May your road trips there in Washington be filled with adventure and insight and, as you cross the Cascades or wander the streets of Seattle, may you think of me and our times as well.

Your WHMB

Thursday, August 24, 2017

On the Front Range where you lived




This weekend marks the 12th anniversary of our 27th day of August. This year there will be no tree to sit under, no quilt to spread out to sip malteds on. We will not shop around for dining room tables, nor sniff out the ripest pears at Tacoma Boys, nor see seals cavorting off in the Sound. We will not walk through rose gardens on our way to the car, or endure parting glances, or, most sadly, take away the fondest of hugs, the slightest of kisses.

No, instead, I will find a way to softly mark those years that have passed and to let you know, is some small cosmic way, that I am here where you once lived. Somehow even in saying that I felt a quiet chorus out of My Fair Lady blow about in the breeze. I hear it whenever I go off to Loveland, whenever I pass the clock that stands in front of the jewelry store your father once owned, whenever I drive past your childhood home or swing by your old high school.
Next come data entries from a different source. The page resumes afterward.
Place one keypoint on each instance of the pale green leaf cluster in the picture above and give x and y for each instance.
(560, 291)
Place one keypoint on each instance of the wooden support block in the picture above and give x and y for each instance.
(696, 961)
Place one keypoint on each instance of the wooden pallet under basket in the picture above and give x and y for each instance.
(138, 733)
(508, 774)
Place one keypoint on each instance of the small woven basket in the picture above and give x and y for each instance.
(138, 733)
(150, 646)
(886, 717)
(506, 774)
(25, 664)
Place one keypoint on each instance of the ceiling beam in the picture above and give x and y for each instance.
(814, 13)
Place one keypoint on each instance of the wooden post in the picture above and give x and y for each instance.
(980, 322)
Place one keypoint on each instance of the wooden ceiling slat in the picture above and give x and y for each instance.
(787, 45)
Jane, you are here. Everywhere. Where are you, my love?

What gets me right in the heart, my dear, is knowing that you were here and now I am. What a thing to come about! Like some strange sci-fi time travelers film or some book that we shared together. When we started our book club years ago, CALCOPO, I never in my wildest dreams thought that I would exchange the CAlifornia in that abbreviation for COlorado. I do know that my jones for Colorado was one of the earliest commonalities that we shared. I know that just talking about being here lead to other things, things such as, I wonder what it would be like to be here with you. I wrote your that piece about an old pick up truck, dog in the back,  you and I side by side, worn cowboy hats on our heads, rolling down some dusty country road.

Well, now I drive down those country roads, not in an old pick up but in an older model Buick. Weld County is criss-crossed with unpaved roads. Whenever I go off the asphalt and see that dust billow up behind me I think of you. My thoughts raced out and over the mountains to you last July when I rolled into and through Delta. I have no idea how long you lived there, if you ever saw movies at that Egyptian themed movie house, if your family bought Cascade peaches or ripe dark cherries from one of the many roadside stands that are up and down the roads all around that town. But I found myself wondering about your earliest years in the place, wondered how the remoteness marked you,how the dry intermountain west shaped you. Later that day I was right up the highway in Ouray for the Fourth, not too far from Durango, the quaint college town where you met your man, sealed our fate. I know that somehow gaining that education, getting that degree, finding your mate, all made it easier for you to leave the state, start someplace fresh that was all your own.

For what it is worth, I am glad you left Colorado, that you made your way up to Washington, to Seattle, to Port Orchard, to Goat Lake. I am happy that you made your life there for it leaves this state for me to wander. It allows me, in this new position I have coming up next week, to find my way up and over the mountains, up and down the highways along the Front Range, all the while, in the course of my work, to fill in the blanks, from Loveland to Durango to Denver to Monument, to get to know you through the solid geology of the place, the people of this state, the quaintness of its towns.

By being here, my dear, I get to somehow channel you. Twelve years ago I would have never thought to be here without you. But, really, in a lot of ways I am here with you. No matter where I go, no matter what directions our lives go, I still carry you with me in my heart. This space, like an altar to an old, vanquished time, still burns candles bright to that old love of ours. Here along the Front Range I think of you every day and wish you a happy anniversary always.